Lewis Grassic Gibbon - Biography

Biography

Born in Auchterless and raised in Arbuthnott, then in Kincardineshire, Mitchell started working as a journalist for the Aberdeen Journal and the Scottish Farmer at age 16. In 1919 he joined the Royal Army Service Corps and served in Iran, India and Egypt before enlisting in the Royal Air Force in 1920. In the RAF he worked as a clerk and spent some time in the Middle East. He married Rebecca Middleton in 1925 and they settled in Welwyn Garden City. He began writing full-time in 1929. Mitchell wrote numerous books and shorter works under both his real name and his nom de plume before his early death in 1935 of peritonitis brought on by a perforated ulcer.

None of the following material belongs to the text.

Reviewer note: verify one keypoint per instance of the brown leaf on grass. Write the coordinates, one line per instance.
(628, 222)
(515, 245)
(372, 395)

Mitchell attracted attention from his earliest attempts at fiction, notably from H. G. Wells, but it was his trilogy entitled A Scots Quair, and in particular its first book Sunset Song, with which he made his mark. A Scots Quair, with its combination of stream-of-consciousness and lyrical use of dialect, is considered to be among the defining works of 20th century Scottish Renaissance. It tells the story of Chris Guthrie, a young woman growing up in the north-east of Scotland in the early 20th century. All three parts of the trilogy have been turned into serials by BBC Scotland, written by Bill Craig, with Vivien Heilbron as Chris. Spartacus, a novel set in the famous slave revolt, is his best-known full-length work outside this trilogy.

In 1934 Mitchell collaborated with Hugh MacDiarmid on Scottish Scene which included three of Gibbon's short stories. These were collected posthumously in A Scots Hairst (1969). Possibly his best-known short story is Smeddum, a Scots word which could be best translated as the colloquial term "guts". Like A Scots Quair, it is set in north-east Scotland with strong female characters. It was also dramatised by Bill Craig and the BBC, as a Play for Today in 1976, along with two other short stories, Clay and Greenden. Also notable is his essay The Land.

The Grassic Gibbon Centre was established in Arbuthnott in 1991 to commemorate the author's life.